RDF C14N XML Literal Equality from Jeremy Carroll on 2002-03-04 (w3c-ietf-xmldsig@w3.org from January to March 2002)

From: Jeremy Carroll <jjc@hplb.hpl.hp.com>
Date: Mon, 4 Mar 2002 15:42:30 -0000
To: "Jeremy Carroll" <jjc@hplb.hpl.hp.com>, <w3c-rdfcore-wg@w3.org>, <w3c-ietf-xmldsig@w3.org>
Message-ID: <JAEBJCLMIFLKLOJGMELDCECPCDAA.jjc@hplb.hpl.hp.com>
> RDF C14N XML Literal Equality
> =============================
> Should C14N be used to describe the processing of
> rdf:parseType="Literal" or
> only in the definition of XML Literal equality.


This is where I start trying to be clever, perhaps too clever.

The obvious way of how the RDF specs should use the C14N spec is to say that
the literal delivered by the rdf:parseType="Literal" production is
canonicalized using the C14N method.

A different way is to not say that, but to say that two xml literals are
compared by comparing their canonicalizations.


In more detail ....

C14N as part of parsing
=======================

Add text to appropriate specs in appropriate places like:
[[[
An XML Literal in RDF consists of an optional language tag paired with a
unicode string that is a well-balanced XML fragment, without use of entity
reference except the predefined entities, and in which all visible
namespaces are declared.

In the literal production
http://ilrt.org/discovery/2001/07/rdf-syntax-grammar/#literal
the string value of the XML Literal is found by using the canonicalization
algorithm of C14N (with/without) comments.

Two XML Literals are equal if the language tags are either both absent or
equal (ignoring case) and if the unicode strings are equal.

NOTE: any XML Literal that does not canonicalize to itself in some XML
context cannot be serialized in an RDF/XML document.
]]]


C14N as part of equality
========================

Add text to appropriate specs in appropriate places like:
[[[
An XML Literal in RDF consists of an optional language tag paired with a
unicode string that is a well-balanced XML fragment, without use of entity
reference except the predefined entities, and in which all visible
namespaces are declared.

In the literal production
http://ilrt.org/discovery/2001/07/rdf-syntax-grammar/#literal
a possible string value of the XML Literal can be found by modifying the
string as in the input file, to ensure that all (non-predefined) entity
references have been expanded, and that any namespace declarations that are
visibly used are present in the string value.

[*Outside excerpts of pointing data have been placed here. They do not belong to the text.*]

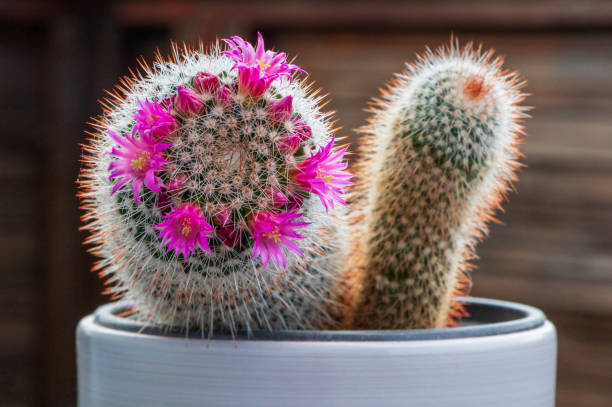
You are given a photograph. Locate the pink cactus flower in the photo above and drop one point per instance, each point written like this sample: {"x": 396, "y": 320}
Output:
{"x": 186, "y": 102}
{"x": 280, "y": 110}
{"x": 323, "y": 174}
{"x": 224, "y": 96}
{"x": 184, "y": 228}
{"x": 257, "y": 68}
{"x": 139, "y": 160}
{"x": 153, "y": 120}
{"x": 272, "y": 232}
{"x": 289, "y": 143}
{"x": 303, "y": 131}
{"x": 205, "y": 82}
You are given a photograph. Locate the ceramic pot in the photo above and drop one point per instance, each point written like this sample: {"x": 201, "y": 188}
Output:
{"x": 503, "y": 355}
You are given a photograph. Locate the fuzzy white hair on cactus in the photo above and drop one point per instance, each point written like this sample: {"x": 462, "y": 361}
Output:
{"x": 436, "y": 159}
{"x": 208, "y": 186}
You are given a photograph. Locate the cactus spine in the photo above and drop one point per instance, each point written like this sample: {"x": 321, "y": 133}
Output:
{"x": 437, "y": 157}
{"x": 215, "y": 231}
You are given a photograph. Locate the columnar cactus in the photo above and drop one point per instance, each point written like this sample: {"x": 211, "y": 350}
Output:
{"x": 206, "y": 185}
{"x": 437, "y": 158}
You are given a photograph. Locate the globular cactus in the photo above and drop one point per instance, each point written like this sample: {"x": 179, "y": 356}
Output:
{"x": 437, "y": 157}
{"x": 206, "y": 185}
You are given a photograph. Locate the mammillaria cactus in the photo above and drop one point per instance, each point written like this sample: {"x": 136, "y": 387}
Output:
{"x": 438, "y": 156}
{"x": 207, "y": 186}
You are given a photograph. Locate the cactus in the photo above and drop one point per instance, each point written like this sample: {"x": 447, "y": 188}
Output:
{"x": 207, "y": 184}
{"x": 437, "y": 158}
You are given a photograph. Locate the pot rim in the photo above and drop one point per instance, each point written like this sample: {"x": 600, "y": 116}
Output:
{"x": 488, "y": 317}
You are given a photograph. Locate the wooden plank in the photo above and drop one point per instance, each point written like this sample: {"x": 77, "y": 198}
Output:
{"x": 415, "y": 15}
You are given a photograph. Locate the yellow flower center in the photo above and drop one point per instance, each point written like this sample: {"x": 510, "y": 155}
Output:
{"x": 140, "y": 163}
{"x": 186, "y": 227}
{"x": 275, "y": 234}
{"x": 262, "y": 64}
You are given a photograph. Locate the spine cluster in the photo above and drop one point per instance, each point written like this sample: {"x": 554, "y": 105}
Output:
{"x": 207, "y": 186}
{"x": 438, "y": 156}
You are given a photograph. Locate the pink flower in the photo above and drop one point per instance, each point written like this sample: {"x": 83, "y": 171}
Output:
{"x": 184, "y": 228}
{"x": 273, "y": 231}
{"x": 153, "y": 120}
{"x": 139, "y": 159}
{"x": 257, "y": 68}
{"x": 186, "y": 102}
{"x": 289, "y": 143}
{"x": 280, "y": 110}
{"x": 224, "y": 96}
{"x": 322, "y": 173}
{"x": 205, "y": 82}
{"x": 303, "y": 131}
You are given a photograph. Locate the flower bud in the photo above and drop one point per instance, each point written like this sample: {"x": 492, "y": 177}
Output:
{"x": 224, "y": 96}
{"x": 205, "y": 82}
{"x": 222, "y": 218}
{"x": 228, "y": 235}
{"x": 280, "y": 110}
{"x": 303, "y": 131}
{"x": 289, "y": 143}
{"x": 186, "y": 102}
{"x": 278, "y": 198}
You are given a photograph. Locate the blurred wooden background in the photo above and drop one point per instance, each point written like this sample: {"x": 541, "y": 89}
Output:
{"x": 554, "y": 252}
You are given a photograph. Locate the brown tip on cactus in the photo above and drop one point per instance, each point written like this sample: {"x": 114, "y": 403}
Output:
{"x": 437, "y": 158}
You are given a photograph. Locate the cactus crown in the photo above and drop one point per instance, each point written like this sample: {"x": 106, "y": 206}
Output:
{"x": 438, "y": 156}
{"x": 206, "y": 186}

Any other equal string
representation is permitted. Any other representation from which the
canonical string representation can be generated is permitted.

Two XML Literals are equal if the language tags are either both absent or
equal (ignoring case) and if the unicode strings canonicalize to the same
string when put into the following XML context:

<foo><!-- Insert Here --></foo>

NOTE: different RDF processors may treat the underdefined aspects of XML
Literals
differently. These include aspects that are not in XML Infoset and
(maybe) XML comments
and (maybe) non-visible XML namespaces.

NOTE: RDF processors may choose to use an alternative communication band to
transmit a different XML context in which XML Literals should be compared.
In particular, many metadata applications may choose to use a context:
<foo xmlns="http://www.w3.org/1999/xhtml"><!-- Insert Here --></foo>
]]]


Looking at our example:


<rdf:Description
  xmlns:rdf="http://www.w3.org/1999/02/22-rdf-syntax-ns#"
  xmlns:dc="http://purl.org/metadata/dublin_core#"
  xmlns="http://www.w3.org/1999/xhtml"
  rdf:about="http://example.org/papers/paper1">
  <dc:Title rdf:parseType="Literal"><!-- Relevant text start. -->
    Foo<em>bar</em>
  <!-- Relevant text end. --></dc:Title>
</rdf:Description>

the former approach (using C14N during parsing):
- requires all RDF parsers to implement C14N
- does not require graph matchers to implement C14N
- specifies precisely which string an RDF parser must produce.
- no current RDF parser will comply
- maximises the ease of interoperability between different RDF processors

e.g. with comments, then we must retain the comment strings.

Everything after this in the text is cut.